Buying your first real estate property, whether as a home or purely an investment can be both exciting and risky. Most people read or hear about rapidly rising prices and think that they have to get some, but what they fail to keep in mind are the risks involved. In this article we will discuss some ideas on how to stay excited when dealing with your first real estate deal, while gaining profit and minimizing the risks.
Before investing in your first real estate property you need to do some homework. You don't have to get a PhD in Real Estate, Finance, or Law, but you need to get a good chunk of information and think about your own situation realistically. Buying and selling real estate is not as simple as say, buying a new car.
One of the first things you need to do is to familiarize yourself with the market you're interested in and find out what the average property is going for. It can vary considerably even within a single housing tract. That information is easily gained by talking with local Realtors or looking on the Internet. The other thing you need to learn is a little on legal restrictions and requirements. Find out what you can about contracts, escrow, titles, insurance, closing procedure, and the roles different individuals play in the process. Each has a cost so be prepared to shop around.

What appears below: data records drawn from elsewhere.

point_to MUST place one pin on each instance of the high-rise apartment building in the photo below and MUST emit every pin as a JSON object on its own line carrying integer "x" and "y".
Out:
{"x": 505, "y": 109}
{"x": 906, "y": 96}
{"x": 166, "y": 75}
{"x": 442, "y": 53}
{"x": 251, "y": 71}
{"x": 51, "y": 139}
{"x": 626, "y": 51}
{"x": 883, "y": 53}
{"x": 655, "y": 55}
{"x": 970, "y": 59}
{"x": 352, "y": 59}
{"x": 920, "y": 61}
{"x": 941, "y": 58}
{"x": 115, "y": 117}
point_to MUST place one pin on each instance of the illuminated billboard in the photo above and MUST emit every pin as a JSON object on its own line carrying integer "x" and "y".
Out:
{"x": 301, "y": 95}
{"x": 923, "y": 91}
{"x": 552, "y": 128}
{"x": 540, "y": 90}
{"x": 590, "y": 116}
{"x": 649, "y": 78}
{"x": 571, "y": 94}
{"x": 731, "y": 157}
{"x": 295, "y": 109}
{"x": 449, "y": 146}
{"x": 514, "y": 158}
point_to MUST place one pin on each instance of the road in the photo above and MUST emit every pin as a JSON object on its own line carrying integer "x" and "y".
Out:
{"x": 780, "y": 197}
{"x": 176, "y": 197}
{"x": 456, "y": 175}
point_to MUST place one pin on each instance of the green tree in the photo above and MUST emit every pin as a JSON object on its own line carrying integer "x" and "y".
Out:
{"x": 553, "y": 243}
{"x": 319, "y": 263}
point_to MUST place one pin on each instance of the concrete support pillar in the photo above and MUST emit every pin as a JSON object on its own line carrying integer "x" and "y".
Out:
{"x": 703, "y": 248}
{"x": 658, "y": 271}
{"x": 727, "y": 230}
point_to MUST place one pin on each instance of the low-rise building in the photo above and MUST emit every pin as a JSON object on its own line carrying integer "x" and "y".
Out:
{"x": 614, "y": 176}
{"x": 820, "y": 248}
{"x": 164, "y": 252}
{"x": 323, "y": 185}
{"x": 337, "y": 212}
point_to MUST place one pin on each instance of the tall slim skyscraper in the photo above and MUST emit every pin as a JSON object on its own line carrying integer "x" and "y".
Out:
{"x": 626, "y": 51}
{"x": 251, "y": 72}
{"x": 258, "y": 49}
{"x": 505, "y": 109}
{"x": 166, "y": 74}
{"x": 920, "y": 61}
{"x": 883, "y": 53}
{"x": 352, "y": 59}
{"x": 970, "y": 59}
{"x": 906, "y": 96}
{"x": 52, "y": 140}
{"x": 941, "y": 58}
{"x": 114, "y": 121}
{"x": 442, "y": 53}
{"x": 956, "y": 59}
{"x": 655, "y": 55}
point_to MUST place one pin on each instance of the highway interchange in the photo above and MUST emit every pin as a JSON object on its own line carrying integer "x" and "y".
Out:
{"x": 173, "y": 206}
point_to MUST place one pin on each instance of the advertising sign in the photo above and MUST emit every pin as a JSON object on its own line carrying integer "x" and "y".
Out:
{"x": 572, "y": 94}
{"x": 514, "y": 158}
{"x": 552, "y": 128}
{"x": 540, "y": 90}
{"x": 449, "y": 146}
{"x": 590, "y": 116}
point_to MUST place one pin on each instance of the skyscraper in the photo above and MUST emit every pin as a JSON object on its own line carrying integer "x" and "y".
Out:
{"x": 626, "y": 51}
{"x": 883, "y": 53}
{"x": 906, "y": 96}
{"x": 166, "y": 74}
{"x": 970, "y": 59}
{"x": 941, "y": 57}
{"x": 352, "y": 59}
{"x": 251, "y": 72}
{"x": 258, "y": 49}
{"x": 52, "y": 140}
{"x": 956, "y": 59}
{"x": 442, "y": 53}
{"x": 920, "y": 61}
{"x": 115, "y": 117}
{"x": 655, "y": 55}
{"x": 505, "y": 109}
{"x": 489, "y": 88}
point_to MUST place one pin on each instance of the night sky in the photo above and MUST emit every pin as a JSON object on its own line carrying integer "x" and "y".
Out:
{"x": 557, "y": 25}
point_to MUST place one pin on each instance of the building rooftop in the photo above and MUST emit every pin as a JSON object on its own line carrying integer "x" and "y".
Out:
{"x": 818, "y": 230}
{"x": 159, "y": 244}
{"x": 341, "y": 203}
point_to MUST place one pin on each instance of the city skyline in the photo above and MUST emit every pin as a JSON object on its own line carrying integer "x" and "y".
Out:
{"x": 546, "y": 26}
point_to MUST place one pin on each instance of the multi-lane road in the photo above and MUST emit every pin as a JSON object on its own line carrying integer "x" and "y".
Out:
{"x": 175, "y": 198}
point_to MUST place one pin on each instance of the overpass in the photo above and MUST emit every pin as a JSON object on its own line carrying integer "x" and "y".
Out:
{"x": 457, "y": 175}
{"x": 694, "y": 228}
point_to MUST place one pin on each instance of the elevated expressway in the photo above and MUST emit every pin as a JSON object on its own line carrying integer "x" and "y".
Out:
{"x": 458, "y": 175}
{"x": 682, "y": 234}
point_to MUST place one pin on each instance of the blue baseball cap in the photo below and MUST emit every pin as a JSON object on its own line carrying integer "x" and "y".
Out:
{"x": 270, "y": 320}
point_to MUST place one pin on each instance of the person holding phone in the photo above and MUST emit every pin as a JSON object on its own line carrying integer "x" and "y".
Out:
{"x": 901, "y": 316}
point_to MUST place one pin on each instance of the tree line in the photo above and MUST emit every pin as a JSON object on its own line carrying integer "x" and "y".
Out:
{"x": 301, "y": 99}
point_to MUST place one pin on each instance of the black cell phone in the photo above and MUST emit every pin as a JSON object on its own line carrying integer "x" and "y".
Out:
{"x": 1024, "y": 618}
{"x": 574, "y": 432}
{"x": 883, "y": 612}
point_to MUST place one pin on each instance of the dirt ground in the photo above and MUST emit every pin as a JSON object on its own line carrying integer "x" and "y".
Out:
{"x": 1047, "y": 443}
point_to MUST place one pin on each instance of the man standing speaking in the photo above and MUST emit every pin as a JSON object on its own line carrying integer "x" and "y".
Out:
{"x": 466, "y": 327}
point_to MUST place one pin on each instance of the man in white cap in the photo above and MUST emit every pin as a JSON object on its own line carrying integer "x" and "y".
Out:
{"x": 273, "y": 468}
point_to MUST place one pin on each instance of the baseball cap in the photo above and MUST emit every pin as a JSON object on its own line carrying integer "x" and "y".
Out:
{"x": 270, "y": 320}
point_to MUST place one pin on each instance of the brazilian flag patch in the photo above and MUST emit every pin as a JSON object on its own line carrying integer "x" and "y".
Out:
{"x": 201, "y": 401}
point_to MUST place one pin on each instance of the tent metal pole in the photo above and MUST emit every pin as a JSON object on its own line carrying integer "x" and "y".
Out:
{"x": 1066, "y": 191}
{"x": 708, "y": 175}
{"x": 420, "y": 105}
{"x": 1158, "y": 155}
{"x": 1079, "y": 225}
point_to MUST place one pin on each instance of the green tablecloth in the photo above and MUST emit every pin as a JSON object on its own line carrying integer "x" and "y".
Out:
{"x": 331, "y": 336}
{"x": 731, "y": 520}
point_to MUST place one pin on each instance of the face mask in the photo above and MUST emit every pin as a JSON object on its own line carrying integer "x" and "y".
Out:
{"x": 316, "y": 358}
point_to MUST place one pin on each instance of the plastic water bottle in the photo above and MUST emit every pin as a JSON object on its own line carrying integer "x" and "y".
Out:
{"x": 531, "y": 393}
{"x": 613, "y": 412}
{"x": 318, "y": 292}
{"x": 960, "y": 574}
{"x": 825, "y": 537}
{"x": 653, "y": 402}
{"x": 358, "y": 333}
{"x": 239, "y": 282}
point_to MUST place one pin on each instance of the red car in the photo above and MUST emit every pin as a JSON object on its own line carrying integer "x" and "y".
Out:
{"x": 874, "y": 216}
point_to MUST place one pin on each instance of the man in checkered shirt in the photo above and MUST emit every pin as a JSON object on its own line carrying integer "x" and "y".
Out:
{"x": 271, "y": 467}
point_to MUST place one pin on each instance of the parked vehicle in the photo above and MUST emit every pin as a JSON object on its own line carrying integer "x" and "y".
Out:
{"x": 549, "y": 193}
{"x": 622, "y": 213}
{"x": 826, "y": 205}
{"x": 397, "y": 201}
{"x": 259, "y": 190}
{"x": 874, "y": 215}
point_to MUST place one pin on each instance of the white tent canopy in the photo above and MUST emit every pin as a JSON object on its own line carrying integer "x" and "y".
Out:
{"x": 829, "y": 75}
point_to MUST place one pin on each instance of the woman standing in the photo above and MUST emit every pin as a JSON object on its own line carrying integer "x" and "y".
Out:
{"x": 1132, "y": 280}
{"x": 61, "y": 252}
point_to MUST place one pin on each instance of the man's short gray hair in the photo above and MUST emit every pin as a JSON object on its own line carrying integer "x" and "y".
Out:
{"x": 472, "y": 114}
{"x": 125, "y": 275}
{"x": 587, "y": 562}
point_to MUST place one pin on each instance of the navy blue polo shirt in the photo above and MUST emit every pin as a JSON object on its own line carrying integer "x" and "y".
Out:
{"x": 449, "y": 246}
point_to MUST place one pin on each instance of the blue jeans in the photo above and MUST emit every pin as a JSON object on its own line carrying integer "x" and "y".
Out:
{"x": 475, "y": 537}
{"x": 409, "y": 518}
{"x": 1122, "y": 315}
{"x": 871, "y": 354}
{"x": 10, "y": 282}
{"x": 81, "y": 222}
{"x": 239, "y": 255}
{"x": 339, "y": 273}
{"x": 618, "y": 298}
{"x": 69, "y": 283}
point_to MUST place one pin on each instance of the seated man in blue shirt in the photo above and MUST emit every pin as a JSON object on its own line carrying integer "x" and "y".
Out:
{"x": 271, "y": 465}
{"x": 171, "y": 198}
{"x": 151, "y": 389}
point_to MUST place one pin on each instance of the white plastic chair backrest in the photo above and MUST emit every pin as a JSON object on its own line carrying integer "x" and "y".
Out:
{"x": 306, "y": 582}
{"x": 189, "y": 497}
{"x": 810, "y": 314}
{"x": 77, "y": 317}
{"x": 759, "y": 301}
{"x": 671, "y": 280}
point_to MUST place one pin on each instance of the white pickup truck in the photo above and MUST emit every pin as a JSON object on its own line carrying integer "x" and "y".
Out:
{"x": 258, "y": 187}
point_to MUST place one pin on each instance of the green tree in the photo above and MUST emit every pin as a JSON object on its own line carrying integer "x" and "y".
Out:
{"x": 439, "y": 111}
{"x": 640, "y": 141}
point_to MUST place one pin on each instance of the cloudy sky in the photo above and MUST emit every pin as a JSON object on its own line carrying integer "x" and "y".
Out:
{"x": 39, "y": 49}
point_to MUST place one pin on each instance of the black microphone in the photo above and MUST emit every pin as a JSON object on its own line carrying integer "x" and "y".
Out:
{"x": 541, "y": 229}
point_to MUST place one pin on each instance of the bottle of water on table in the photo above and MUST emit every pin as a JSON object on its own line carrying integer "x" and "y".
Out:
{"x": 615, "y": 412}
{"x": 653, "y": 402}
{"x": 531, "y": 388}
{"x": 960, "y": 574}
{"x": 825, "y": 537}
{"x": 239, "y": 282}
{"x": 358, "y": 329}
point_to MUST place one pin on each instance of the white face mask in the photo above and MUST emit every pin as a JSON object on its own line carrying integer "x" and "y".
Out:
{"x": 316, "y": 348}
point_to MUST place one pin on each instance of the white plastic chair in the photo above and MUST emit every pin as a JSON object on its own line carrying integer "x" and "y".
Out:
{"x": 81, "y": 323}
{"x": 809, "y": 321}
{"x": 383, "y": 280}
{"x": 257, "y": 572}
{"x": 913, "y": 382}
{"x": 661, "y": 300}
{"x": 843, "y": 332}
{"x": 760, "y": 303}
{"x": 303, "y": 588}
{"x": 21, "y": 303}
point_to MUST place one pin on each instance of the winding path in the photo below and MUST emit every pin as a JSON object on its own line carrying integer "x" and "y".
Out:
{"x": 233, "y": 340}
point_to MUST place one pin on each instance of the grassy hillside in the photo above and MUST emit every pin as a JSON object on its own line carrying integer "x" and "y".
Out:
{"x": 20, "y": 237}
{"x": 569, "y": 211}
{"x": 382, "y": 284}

Once you've gleaned enough information and you feel that you're ready to take the plunge, you can move onto the next step of finding a potentially profitable property. There are several ways to do this. You could take a drive around the area and keep an eye out for ‘For Sale By Owner' signs, look in the papers, do research on the internet or speak to local realtors. When you're looking at a nearby property be sure to check it properly. Are they maintained in a way that will not depress the selling value of your property? Even if you buy a 'fixer-upper', and turn it into a castle, it can be tough to sell profitably in a deteriorated neighborhood. These are things you need to consider especially if it's your first real estate purchase because failing on the first step can get really costly.
Now we'll talk about financing the property. In order to do this you need to talk to mortgage lenders such as banks, mortgage lending companies and home loan business. Discuss how much you want to invest and answer any questions they might have about your current income, lifestyle and so on. Mortgage lenders will most definitely examine your credit history, so make sure your report is clean of any outstanding negative marks.
Whether its your first real estate property, your second or your third, you need to find out about your financing options. These days there are a dozen different ways to fund a real estate investment, with variations in rates, up front funds required, and tax consequences. Remember, you are about to put out a chunk of money, but also to take on a substantial liability so be prepared.
After you've found the property of your dreams and a way to finance the purchase you need to start talking to the seller. Obviously you'll want the best price possible, but so will he. The best way to deal with this is to be firm with what you want, but also be prepared to compromise. Striking a mutually beneficial arrangement can really save you a lot of time and stress.